Open AlexCHENSiyu opened 5 months ago
ok, probably I find the reason. BTW , this part should be written like this: add ['arr_0'] to it. otherwise cannot run.
I had this when I did not clamp styled image: https://github.com/ivanstepanovftw/artistic-style-transfer-for-videos/blob/b42b79d17fd1b72917b55100182c6f5f3d097d92/main_video_join.py#L57 Similar as it is performed in the closure: https://github.com/ivanstepanovftw/artistic-style-transfer-for-videos/blob/b42b79d17fd1b72917b55100182c6f5f3d097d92/main_video.py#L342 I actually thinking about adding loss for out of bounds pixels, so the optimizer would not be focused on these pixels.
yes, right after I posted the issue, I found this mistake of mine. I read the paper carefully and I realize that long-term temporal consistency requires heavy-duty computation. It might be hard for me to achieve that.
BTW, do you know any comparative standard to measure the quality of style-transferred images between different pre-train model?
and any reason why you choose efficientnet-b0 as the best model
BTW, do you know any comparative standard to measure the quality of style-transferred images between different pre-train model?
Unfortunately, no.
and any reason why you choose efficientnet-b0 as the best model
I am not sure if it is best for style transfer. EfficientNet chosen as it is efficient, since I do not have local GPU.
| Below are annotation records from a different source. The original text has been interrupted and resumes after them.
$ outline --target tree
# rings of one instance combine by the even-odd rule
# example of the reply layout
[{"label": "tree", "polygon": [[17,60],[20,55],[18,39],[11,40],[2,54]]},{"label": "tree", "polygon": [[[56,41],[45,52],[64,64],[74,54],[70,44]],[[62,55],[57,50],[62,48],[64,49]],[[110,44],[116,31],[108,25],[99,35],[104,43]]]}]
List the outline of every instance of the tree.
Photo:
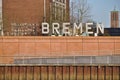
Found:
[{"label": "tree", "polygon": [[2,22],[2,13],[0,13],[0,36],[3,35],[3,22]]},{"label": "tree", "polygon": [[85,23],[90,21],[90,19],[91,19],[90,6],[87,0],[75,0],[74,2],[71,2],[72,22]]}]

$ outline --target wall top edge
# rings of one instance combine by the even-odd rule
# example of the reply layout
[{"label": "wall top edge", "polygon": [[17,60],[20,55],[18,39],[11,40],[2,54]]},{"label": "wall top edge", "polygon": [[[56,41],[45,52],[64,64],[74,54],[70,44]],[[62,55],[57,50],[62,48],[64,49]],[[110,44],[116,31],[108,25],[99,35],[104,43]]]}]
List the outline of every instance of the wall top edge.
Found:
[{"label": "wall top edge", "polygon": [[120,39],[120,36],[116,37],[53,37],[53,36],[0,36],[0,39]]}]

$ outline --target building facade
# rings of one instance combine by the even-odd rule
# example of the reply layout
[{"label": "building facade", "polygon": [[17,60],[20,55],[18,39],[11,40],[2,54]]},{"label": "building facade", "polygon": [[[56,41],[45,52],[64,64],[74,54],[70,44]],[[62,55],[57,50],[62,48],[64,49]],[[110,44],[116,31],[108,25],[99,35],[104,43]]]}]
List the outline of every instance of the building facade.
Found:
[{"label": "building facade", "polygon": [[69,20],[69,0],[3,0],[4,35],[40,35],[42,22]]},{"label": "building facade", "polygon": [[119,28],[119,11],[111,11],[111,28]]}]

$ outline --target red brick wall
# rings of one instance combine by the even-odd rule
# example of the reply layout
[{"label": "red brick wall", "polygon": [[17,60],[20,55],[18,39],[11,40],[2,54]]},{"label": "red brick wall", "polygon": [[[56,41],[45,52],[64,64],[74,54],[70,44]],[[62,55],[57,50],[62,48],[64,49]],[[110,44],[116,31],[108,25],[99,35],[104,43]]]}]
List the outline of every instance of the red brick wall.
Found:
[{"label": "red brick wall", "polygon": [[12,62],[10,56],[117,55],[119,49],[120,37],[0,37],[0,62]]}]

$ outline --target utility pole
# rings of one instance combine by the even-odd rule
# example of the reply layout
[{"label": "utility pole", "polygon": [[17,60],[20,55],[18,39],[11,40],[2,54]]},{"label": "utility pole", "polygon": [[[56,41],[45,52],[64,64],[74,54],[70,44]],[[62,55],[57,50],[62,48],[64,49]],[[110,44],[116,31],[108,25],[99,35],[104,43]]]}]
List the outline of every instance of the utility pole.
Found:
[{"label": "utility pole", "polygon": [[44,17],[43,17],[44,22],[46,22],[46,0],[44,0]]},{"label": "utility pole", "polygon": [[73,35],[74,35],[74,34],[73,34],[73,2],[71,2],[71,7],[72,7],[72,17],[71,17],[71,18],[72,18],[72,19],[71,19],[72,22],[71,22],[71,26],[72,26],[72,36],[73,36]]}]

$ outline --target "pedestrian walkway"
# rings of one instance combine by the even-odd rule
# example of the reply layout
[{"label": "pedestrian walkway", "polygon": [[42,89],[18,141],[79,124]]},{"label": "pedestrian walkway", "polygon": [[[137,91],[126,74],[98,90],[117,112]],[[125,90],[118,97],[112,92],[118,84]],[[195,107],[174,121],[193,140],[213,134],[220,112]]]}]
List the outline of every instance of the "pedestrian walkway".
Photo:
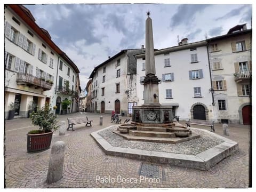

Also, in the paper "CNN Filter DB: An Empirical Investigation of Trained Convolutional Filters" (arxiv:2203.15331v2), they say that "learned filters do not significantly differ across models trained for various tasks, except for extreme outliers such as GAN-Discriminators."
I can get this good output yesterday. but today when I ran it again, I get this strange output:
Have you ever encountered this problem before? Or you can give me some suggestions?